Secondo i sindacati confederali solo nell’industria sono 300 mila i lavoratori che rischiano seriamente di perdere il posto lavoro, a questi ne vanno aggiunti altre centinaia di migliaia da altri settori, sicuramente il quadro purtroppo sarà più completo quando in autunno cesseranno gli ammortizzatori sociali in deroga che interessano i lavoratori delle piccole imprese e dei settori non coperti dalla cassa integrazione.

Intanto al Ministero dello Sviluppo Economico iniziano a lievitare i tavoli di crisi aziendali, se già prima dell’emergenza sanitaria era difficile la soluzione dei 160 tavoli aperti ora con la frenata economica in corso la situazione appare più complicata, giusto precisare che oltre la metà di quei tavoli aperti sono del settore metalmeccanico.
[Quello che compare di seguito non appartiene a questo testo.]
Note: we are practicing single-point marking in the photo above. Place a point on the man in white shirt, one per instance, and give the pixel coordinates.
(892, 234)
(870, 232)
La mappa delle crisi vede la siderurgia in primo piano, con la ex Ilva in testa che nel giro di due anni si è passati dalla piena occupazione all’attuale minaccia della proprietà Arcelor Mittal di mollare tutto con il licenziamento di migliaia e migliaia di lavoratori, a rischio chiusura la Ferriera di Servola Trieste con i suoi 700 addetti dove dopo 123 anni è stato spento l’altoforno, ballano anche i 1.400 lavoratori della Acciai Speciali di Terni, a rischio anche i lavoratori del siderurgico a Piombino e della ex Alcoa in Sardegna.

L’automotive è un’altra filiera strategica e in difficoltà dell’industria italiana, da ormai un decennio prosegue il calvario dei mille addetti della Blutec l’ex Fiat di Termini Imerese e del suo indotto, senza soluzione per il momento rimangono anche gli oltre mille addetti della Bredamenarinibus di Bologna e Avellino, a rischio anche i circa mille lavoratori della Bosch di Bari dove si fanno componenti per motori diesel, e poi la Cnh Industrial (gruppo Fiat) con 2.700 lavoratori a rischio tra Brescia e Lecce.

L’elenco prosegue con gli elettrodomestici dove i nodi principali sono rappresentati dalla Whirpool di Napoli e dalla ex Embraco in Piemonte, altre migliaia di lavoratori sono a rischio nelle installazioni, informatica, aereospazio, mentre nelle ultime settimane in Emilia Romagna si sono aggiunte la Demm di Porretta Terme e la Fiac di Pontecchio Marconi.

Già di difficile soluzione prima della pandemia era la questione Alitalia, il post covid potrebbe riservare alla compagnia aerea italiana effetti devastanti con migliaia e migliaia di esuberi, anche nella grande distribuzione a rischio migliaia di lavoratori del gruppo Auchan passato al gruppo Conad ed irrisolta rimane ancora la situazione Mercatone Uno. Le aziende e i settori citati sono solo uno spaccato parziale della crisi del nostro sistema produttivo e dei servizi.

In questa situazione economica che inizia ad aggravarsi sempre di più ogni giorno che passa, spicca la grande manifestazione unitaria dei metalmeccanici di Fiom-Cgil, Fim-Cisl e Uilm-Uil svoltasi giovedì 25 luglio a Roma in Piazza del Popolo dove sono stati portati le lavoratrici e i lavoratori delle oltre 80 vertenze di aziende metalmeccaniche in crisi presso il Ministero dello Sviluppo Economico, in questa piazza i sindacati hanno chiesto a gran voce un piano straordinario per filiere produttive e l’avvio di una politica industriale di ampio respiro.